Last year, the United States imposed sanctions on many crypto-related people and organizations for their roles in drug trafficking, money laundering, and ransomware attacks. Chainalysis examined how the sanctions affected three significant illicit enterprises: the Russian cryptocurrency exchange Garantex, the darknet market Hydra, and the cryptocurrency mixer Tornado cash.
Twenty cybercriminal administrators who used these services lost $14.99 million in potential revenue in the 60 days after the sanctions were imposed, according to Chainalysis.
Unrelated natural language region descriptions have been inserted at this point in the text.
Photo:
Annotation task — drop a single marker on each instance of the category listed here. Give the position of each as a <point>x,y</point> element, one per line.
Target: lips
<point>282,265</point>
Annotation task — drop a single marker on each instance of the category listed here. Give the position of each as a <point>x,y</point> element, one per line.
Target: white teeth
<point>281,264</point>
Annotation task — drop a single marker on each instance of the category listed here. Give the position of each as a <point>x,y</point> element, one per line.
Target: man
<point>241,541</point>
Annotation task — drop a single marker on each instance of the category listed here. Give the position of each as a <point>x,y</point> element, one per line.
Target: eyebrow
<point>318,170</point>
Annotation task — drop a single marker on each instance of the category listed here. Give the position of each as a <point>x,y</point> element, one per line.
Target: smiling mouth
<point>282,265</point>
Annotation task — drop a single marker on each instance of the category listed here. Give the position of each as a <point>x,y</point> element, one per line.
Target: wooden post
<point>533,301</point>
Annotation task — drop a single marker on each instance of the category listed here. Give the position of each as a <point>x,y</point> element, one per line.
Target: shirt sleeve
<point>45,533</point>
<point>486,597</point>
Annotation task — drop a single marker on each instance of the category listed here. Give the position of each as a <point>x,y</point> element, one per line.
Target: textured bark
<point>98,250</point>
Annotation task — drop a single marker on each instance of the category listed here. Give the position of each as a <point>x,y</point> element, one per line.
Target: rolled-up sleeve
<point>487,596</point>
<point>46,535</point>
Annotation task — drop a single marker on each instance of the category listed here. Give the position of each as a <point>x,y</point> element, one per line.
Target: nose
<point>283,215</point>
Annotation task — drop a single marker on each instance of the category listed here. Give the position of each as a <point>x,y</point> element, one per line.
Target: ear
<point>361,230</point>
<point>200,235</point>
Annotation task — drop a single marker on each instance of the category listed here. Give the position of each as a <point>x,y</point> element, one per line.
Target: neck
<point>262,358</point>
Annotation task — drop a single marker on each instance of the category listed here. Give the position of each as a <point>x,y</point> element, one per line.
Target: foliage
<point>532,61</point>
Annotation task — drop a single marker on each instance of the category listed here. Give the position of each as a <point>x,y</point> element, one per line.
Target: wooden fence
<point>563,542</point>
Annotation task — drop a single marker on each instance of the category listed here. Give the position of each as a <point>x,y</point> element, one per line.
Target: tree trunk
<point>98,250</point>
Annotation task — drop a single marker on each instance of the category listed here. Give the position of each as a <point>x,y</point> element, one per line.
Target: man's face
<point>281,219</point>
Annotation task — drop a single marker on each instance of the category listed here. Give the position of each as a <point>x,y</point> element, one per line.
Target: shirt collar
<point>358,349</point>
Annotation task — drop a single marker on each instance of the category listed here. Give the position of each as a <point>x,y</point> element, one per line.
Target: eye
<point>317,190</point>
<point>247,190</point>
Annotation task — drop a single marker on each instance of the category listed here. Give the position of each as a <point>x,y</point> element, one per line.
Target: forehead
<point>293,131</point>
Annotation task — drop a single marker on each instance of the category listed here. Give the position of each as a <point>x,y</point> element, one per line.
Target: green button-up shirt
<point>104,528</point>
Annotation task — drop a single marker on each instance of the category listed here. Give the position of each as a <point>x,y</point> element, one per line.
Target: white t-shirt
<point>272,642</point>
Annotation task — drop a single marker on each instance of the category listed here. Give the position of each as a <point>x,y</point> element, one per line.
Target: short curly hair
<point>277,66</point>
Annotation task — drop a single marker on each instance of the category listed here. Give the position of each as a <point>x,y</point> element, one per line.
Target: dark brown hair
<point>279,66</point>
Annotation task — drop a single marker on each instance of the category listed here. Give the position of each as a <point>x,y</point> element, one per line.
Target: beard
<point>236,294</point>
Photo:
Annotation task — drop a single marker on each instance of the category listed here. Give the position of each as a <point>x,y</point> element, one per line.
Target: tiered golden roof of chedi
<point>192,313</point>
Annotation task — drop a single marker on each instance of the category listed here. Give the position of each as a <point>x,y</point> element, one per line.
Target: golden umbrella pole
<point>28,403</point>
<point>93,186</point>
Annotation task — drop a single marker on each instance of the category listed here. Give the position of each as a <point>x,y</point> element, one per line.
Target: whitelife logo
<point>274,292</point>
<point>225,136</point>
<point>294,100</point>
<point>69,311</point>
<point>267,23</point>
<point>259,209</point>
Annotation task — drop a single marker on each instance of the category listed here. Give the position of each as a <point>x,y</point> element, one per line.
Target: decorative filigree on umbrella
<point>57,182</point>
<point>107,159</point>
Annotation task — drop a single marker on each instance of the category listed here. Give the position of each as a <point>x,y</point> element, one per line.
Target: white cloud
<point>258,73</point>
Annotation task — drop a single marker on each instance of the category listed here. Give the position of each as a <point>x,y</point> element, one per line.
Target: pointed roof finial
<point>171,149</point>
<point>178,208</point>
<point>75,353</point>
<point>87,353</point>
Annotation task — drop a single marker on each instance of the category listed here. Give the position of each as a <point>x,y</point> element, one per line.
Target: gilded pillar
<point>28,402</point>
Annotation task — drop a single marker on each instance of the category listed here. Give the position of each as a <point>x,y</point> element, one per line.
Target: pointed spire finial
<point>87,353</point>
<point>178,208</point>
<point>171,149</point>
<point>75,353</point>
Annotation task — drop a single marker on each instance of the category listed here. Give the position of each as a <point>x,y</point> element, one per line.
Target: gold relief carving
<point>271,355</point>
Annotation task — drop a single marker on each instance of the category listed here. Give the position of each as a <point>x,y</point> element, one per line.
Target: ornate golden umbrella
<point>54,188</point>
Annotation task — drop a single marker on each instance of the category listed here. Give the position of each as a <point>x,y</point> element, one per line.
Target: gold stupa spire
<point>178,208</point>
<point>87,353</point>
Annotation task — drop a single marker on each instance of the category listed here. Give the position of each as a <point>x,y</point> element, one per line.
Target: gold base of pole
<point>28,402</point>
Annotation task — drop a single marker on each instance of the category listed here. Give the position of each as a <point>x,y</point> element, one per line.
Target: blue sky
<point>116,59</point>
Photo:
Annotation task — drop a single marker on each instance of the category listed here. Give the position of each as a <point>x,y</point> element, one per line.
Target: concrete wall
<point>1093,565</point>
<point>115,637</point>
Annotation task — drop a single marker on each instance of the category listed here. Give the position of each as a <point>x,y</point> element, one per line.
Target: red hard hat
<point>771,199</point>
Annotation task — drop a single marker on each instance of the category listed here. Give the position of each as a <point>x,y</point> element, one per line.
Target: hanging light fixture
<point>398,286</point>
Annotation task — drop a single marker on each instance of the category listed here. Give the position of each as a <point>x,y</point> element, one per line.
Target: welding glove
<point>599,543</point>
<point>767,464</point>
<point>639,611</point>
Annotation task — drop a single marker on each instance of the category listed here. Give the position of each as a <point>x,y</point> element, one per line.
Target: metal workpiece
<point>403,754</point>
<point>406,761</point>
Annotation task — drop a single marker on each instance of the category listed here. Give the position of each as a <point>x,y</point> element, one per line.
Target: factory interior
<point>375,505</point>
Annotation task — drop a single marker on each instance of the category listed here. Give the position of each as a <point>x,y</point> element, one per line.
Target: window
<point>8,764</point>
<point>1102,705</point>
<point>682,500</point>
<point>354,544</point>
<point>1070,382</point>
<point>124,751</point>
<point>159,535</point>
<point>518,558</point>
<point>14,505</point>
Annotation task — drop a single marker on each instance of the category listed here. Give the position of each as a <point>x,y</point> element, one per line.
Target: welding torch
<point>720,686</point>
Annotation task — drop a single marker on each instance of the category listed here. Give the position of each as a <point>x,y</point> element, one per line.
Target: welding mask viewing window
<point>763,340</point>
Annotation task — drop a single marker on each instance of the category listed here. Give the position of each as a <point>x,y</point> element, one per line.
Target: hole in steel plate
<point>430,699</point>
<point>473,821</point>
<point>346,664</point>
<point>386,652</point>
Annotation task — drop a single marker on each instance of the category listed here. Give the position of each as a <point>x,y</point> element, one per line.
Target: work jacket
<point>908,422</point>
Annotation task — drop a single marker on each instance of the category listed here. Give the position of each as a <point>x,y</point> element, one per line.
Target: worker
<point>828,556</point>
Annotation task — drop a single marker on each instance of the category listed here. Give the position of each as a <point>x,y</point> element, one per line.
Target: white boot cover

In addition, addresses associated with people who have connections to cybercrime groups are referred to by cybercriminal administrators.
In addition, 23 scam-related entities and 11 darknet-linked entities may have lost approximately $306,000 and almost $271,000, respectively. According to Chainalysis estimates, ten fraud shops and six ransomware-related entities lost another $52,227 and $57,727. Furthermore, the assessment revealed that 42 businesses dealing with stolen cryptocurrency may have lost $1.8 million in the two months following sanctioning the services under investigation.
However, the average anticipated loss of potential revenue across each category of crypto crime was far smaller after two months of sanctions implementation. Cybercriminal administrators lost the most money overall, with an estimated $750,000 in lost revenue.
Before the sanction, 34% of Tornado Cash’s funds came from illegal sources. 99.7% of the unlawful funds that Tornado Cash received over the course of two months were stolen money. 65.7% of all the stolen money that the mixer got was in cryptocurrency stolen during the Harmony Bridge incident. Fund inflows to Tornado Cash decreased by 68% in the 30 days following the designation of the sanctions, according to Chainalysis.
According to Chainalysis, sanctions against DeFi platforms like Tornado Cash are less effective because a smart contract can continue functioning even if a website is absent. Therefore, sanctions against DeFi services “function more as a tool to disincentivize the service’s use” instead of fully stopping it.